I have this logger.py file:
import logging
from logging.handlers import TimedRotatingFileHandler
FORMAT = '%(asctime)s %(message)s'
log = logging.getLogger(__name__)
log.setLevel(logging.INFO)
handler = TimedRotatingFileHandler('/mnt/NFS-drive/debug.log', when='midnight', backupCount=7)

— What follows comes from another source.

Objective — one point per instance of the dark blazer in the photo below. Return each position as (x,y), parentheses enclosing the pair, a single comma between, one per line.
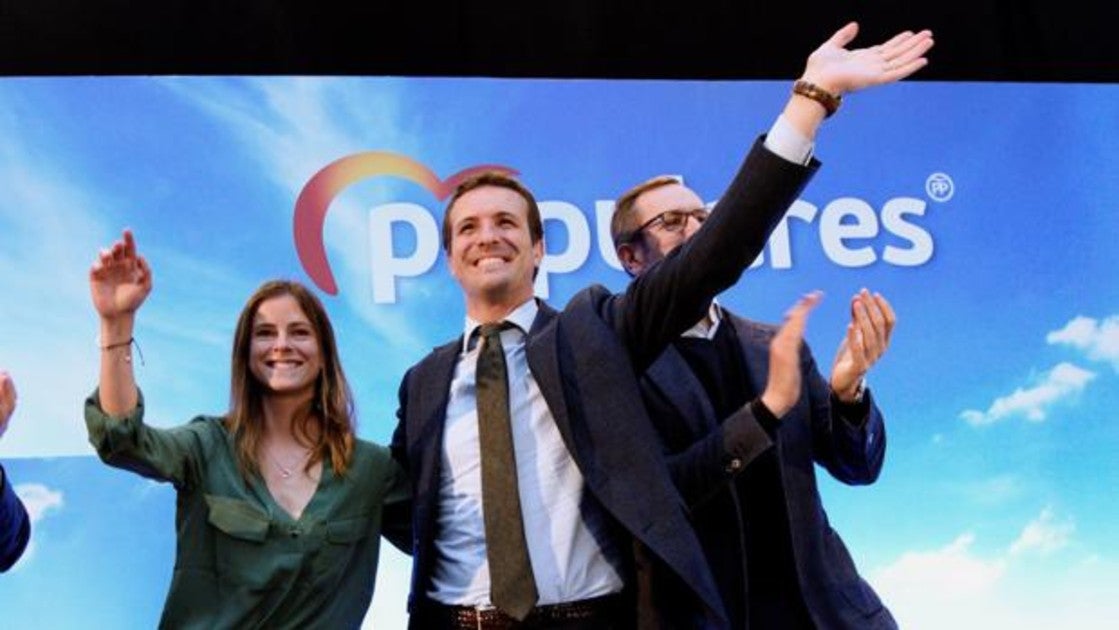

handler.setFormatter(logging.Formatter(FORMAT))
log.addHandler(handler)
I use it in this countdown module:
import time
from logger import log
def countdown(minutes=10, callback=None):
seconds = minutes * 60
# Run the countdown loop
while seconds >= 0:
# Calculate remaining minutes and seconds
remaining_minutes = seconds // 60
remaining_seconds = seconds % 60
# Print the remaining minutes and seconds
log.info("Time remaining: {:02d}:{:02d}".format(remaining_minutes, remaining_seconds))
# Sleep for 1 second
time.sleep(1)
# Decrement the seconds
seconds -= 1
if callback:
log.info("Timer finished...")
callback()
Then I run a multithreaded script which writes logs to debug.log
. This script runs on multiple machines as well. They all write logs to the same NFS mounted file.
I'm see two issues
Error:
--- Logging error ---
Traceback (most recent call last):
File "/usr/lib/python3.10/logging/__init__.py", line 1104, in emit
self.flush()
File "/usr/lib/python3.10/logging/__init__.py", line 1084, in flush
self.stream.flush()
OSError: [Errno 116] Stale file handle
Call stack:
File "/mnt/nf/myscripts/run.py", line 128, in run
countdown(minutes=5, callback=lambda: log.info("Checking queue for new messages"))

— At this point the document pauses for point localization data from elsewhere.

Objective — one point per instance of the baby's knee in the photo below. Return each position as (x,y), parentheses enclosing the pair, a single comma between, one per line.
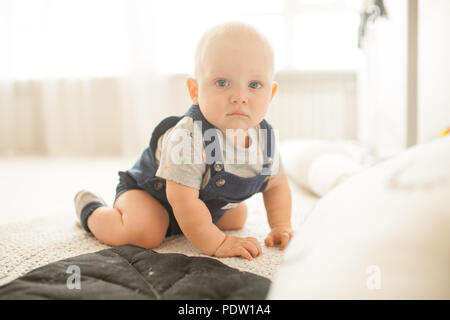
(145,238)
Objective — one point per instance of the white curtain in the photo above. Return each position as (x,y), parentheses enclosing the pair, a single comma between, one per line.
(93,77)
(67,96)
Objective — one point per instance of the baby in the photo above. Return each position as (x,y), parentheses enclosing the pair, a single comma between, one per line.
(199,193)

File "/mnt/nf/myscripts/countdown.py", line 14, in countdown
log.info("Time remaining: {:02d}:{:02d}".format(remaining_minutes, remaining_seconds))
Message: 'Time remaining: 03:25'
Arguments: ()
And I'm seeing all these .nfs files in the directory:
Any idea why i'm suddenly seeing this error and getting this files?

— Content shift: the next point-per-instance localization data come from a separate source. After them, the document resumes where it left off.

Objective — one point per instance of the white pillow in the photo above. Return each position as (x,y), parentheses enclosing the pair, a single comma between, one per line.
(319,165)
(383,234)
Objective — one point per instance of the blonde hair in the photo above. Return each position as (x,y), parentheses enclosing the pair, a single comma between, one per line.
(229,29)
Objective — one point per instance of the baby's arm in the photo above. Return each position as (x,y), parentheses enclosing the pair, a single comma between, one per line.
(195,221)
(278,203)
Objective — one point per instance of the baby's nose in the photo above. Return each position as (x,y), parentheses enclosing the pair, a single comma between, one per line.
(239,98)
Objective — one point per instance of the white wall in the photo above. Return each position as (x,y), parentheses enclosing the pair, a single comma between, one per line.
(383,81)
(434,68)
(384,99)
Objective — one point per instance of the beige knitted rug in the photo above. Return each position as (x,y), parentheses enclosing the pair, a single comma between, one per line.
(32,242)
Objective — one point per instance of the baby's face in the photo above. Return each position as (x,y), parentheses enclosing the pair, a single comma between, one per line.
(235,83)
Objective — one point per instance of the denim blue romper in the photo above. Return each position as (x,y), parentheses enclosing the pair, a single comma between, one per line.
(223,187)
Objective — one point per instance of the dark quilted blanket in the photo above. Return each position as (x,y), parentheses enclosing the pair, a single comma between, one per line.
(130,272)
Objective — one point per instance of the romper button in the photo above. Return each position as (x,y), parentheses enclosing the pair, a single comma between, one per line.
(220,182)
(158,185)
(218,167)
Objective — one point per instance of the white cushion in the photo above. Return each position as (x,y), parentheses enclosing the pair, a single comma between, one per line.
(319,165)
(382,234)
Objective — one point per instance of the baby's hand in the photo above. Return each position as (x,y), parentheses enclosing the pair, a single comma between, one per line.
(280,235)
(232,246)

Don't log concurrently to the same file from multiple processes (unless you have a logging service to handle synchronization). Especially on NFS:
O_APPEND may lead to corrupted files on NFS filesystems if more than one process appends data to a file at once. This is because NFS does not support appending to a file, so the client kernel has to simulate it, which can't be done without a race condition.
One such race condition is where file name lookup already took place, then the resulting NFS file handle is transmitted back to the client, the corresponding inode is deleted or renamed when logs are rotated, and then the NFS client tries to open that inode by its now-stale NFS file handle.
As for those .nfs files - that is NFS silly rename - see here for details. I assume multiple instances of the script are running on the same machine, such when one has the file open, the other rotates the log.